The following substantive restrictions are imposed on personal trading activities:

 

  (A)

Investments in Initial Public Offerings and Limited Offerings.2 Investment Personnel are generally prohibited from participating in IPOs and Limited Offerings. However, an Investment Person may participate in an IPO or a Limited Offering if he or she obtains written approval from the Chief Compliance Officer before directly or indirectly acquiring Beneficial Ownership in any securities in an IPO or Limited Offering. The Chief Compliance Officer may approve the participation of an Investment Person in an IPO or Limited Offering if he or she determines that it is clear that, in view of the nature of the security, the nature of the offering, the market for such security, and other factors deemed relevant, such participation by the Investment Person will not create a material conflict with the Trust. A record of any decision to permit investment by an Investment Person in an IPO, including the reasons for the decision, shall be kept in accordance with the requirements of Section 6, below.

 

  (B) Disgorgement. Any profits derived from securities transactions in violation of paragraph (A) shall be forfeited and paid to the appropriate Trust(s) for the benefit of its shareholders.

 

3. REPORTING REQUIREMENTS

To enable each Trust to determine with reasonable assurance whether the provisions of Rule 17j-1(a) and this Code of Ethics are being observed by its Access Persons, the following reporting requirements apply, except as noted in sub-section (D) below.3

 

  (A) Initial Holdings Report. Within 10 days after a person becomes an Access Person, he or she shall disclose in writing, in a form acceptable to the Chief Compliance Officer, all direct or indirect Beneficial Ownership interests of such Access Person in Covered Securities.

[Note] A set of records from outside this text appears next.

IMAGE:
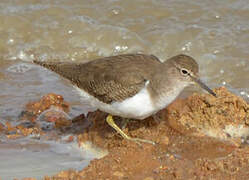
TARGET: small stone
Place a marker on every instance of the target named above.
(164, 140)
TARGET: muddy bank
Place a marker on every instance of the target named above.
(200, 137)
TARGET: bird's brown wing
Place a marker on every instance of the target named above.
(109, 79)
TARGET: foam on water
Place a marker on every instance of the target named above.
(215, 33)
(29, 158)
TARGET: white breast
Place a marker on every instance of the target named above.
(139, 106)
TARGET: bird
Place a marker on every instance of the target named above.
(133, 86)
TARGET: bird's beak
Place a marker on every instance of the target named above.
(204, 86)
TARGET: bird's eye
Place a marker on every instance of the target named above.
(184, 72)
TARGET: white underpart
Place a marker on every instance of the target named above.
(139, 106)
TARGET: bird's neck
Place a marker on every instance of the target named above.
(165, 86)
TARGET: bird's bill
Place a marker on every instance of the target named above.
(204, 86)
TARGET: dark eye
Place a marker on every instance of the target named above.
(184, 72)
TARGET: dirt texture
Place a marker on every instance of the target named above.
(200, 137)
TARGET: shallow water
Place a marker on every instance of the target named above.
(215, 33)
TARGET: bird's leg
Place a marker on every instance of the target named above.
(111, 122)
(124, 123)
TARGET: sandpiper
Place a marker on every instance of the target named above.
(131, 85)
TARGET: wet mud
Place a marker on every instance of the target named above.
(199, 137)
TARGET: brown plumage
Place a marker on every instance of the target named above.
(100, 77)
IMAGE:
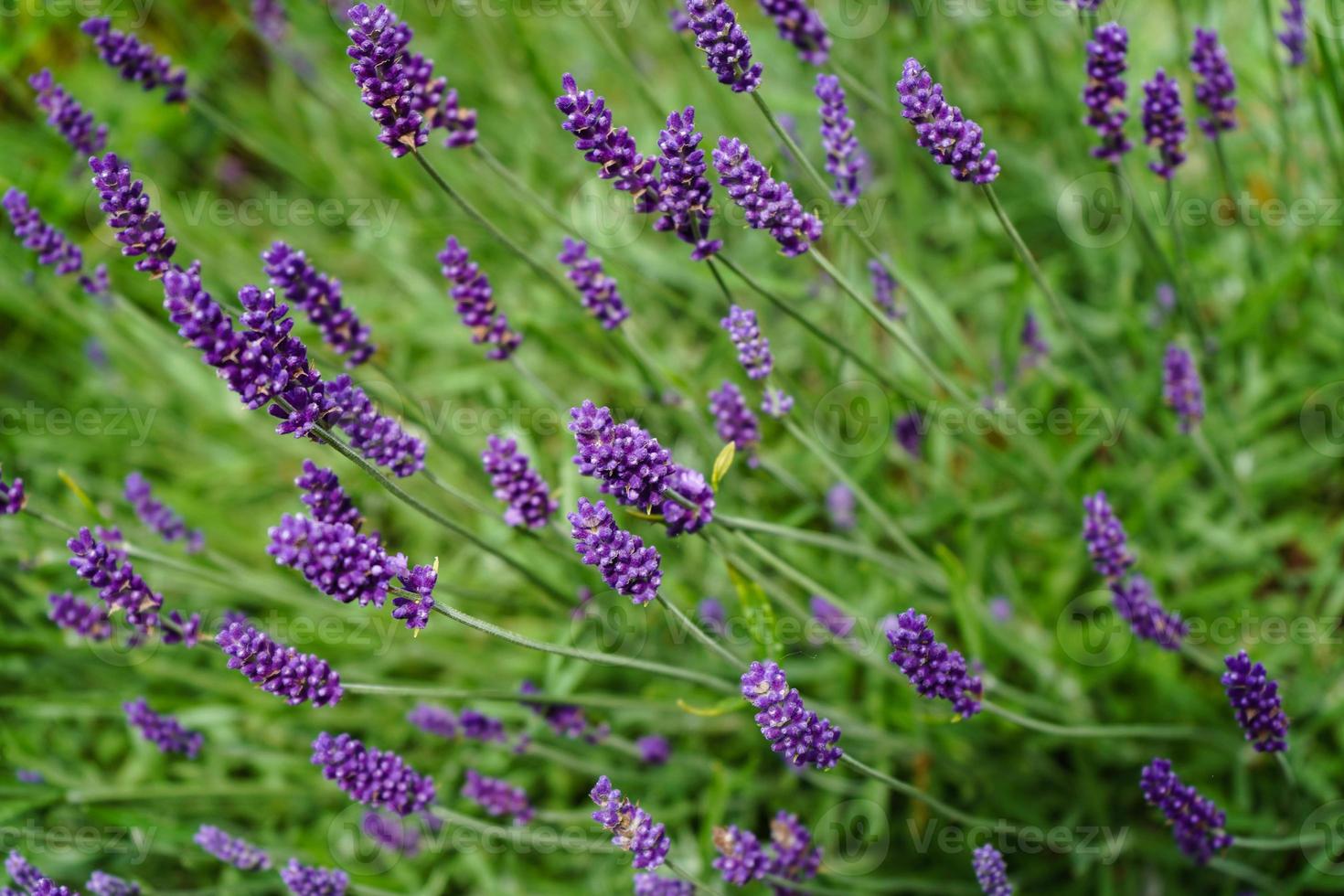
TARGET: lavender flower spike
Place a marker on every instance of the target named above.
(632, 827)
(769, 203)
(598, 291)
(1197, 822)
(613, 151)
(136, 60)
(1105, 91)
(726, 48)
(1254, 696)
(1217, 83)
(932, 667)
(231, 850)
(792, 730)
(377, 778)
(68, 117)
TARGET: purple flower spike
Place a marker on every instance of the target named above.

Information to be reported must be current as of a date no more than 45 days prior to an individual becoming an Access Person and is to include:

 

  (1) The title, number of shares and principal amount of each Covered Security in which the Access Person had any direct or indirect Beneficial Ownership when the person became an Access Person;

 

  (2) The name of any broker, dealer or bank with whom the Access Person maintained an account in which any securities were held for the direct or indirect benefit of the Access Person as of the date the person became an Access Person; and

 

  (3) The date that the report is submitted by the Access Person.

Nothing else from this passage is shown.